Professional development for the CCSS
- A productive direction for professional development is to document vivid images of instruction in regular content where these practices are integrated.
- In the United States, there are both bottom-up and top-down approaches for teacher development. With CCSS, districts and states have received funding to support this initiative through the Race to the Top grants. That money comes from the federal government to the states, then from the states into the school systems. That is how federal money has been directly affecting the top-down approach. Teachers identify their needs, and then they get together to help build the professional development opportunities and figure out what has to happen. That is at a district level, sort of top and bottom.

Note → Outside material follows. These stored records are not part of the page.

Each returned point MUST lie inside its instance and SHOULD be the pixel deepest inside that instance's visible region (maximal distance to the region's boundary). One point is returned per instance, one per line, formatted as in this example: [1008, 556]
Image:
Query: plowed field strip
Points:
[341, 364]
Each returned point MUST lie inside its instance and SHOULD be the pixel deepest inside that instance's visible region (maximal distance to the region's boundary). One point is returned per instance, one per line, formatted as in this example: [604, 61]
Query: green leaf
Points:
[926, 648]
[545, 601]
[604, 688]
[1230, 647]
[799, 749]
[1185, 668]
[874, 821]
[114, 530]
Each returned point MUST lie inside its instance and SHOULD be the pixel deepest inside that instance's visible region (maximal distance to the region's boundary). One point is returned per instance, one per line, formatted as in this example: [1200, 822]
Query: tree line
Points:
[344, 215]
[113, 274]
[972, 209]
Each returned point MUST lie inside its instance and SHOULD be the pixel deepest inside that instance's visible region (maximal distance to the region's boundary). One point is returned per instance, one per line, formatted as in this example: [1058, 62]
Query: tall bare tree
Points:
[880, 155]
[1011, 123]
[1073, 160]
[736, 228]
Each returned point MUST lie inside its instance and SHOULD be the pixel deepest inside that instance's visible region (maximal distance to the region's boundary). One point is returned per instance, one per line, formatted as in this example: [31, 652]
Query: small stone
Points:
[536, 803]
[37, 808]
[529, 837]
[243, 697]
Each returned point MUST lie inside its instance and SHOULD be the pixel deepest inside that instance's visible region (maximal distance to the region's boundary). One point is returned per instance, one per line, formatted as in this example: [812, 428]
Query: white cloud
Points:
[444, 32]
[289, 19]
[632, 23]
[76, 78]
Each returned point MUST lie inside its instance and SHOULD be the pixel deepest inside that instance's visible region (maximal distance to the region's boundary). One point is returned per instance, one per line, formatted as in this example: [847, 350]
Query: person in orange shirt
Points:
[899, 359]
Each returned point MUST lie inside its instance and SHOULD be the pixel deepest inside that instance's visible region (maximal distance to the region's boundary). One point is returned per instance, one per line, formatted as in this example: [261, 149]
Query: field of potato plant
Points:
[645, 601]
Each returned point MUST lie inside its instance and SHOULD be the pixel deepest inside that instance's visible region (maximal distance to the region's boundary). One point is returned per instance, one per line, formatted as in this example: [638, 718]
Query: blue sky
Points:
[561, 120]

Challenges for implementation of the CCSS
- The challenge for the United States in developing textbooks and curriculum is that there is no equivalent of the Korea Institute for Curriculum and Evaluation (KICE). KICE is always monitoring and developing curricula. The United States does not have any similar organization playing this important role.
- The 45 states that have adopted the CCSS have the standards in common, but how the states and local districts support teachers is not necessarily going to be in common. That will be determined at the state level to some extent; to a very large extent it will be determined by the local school districts.
- There are about 15,000 education systems in the United States, all of which operate very differently, and all of which have to integrate with different layers of different systems.
- The U.S. education system is highly susceptible to political pressure, and because of that, often not very research-based. Professional development is one of the most difficult pieces of the U.S. system because it is least regulated. Even though there is a lot of professional development activity based on the CCSS occurring all over the country, its quality is highly variable.
- It is known that professional development is most effective when you prepare teachers for the curriculum that they will be teaching. That was impossible to do at scale in the United States because there were so many curricula. There are almost 2,000 different sites in the United States where teachers are prepared. A new Common Core Standards for teacher education and development is needed.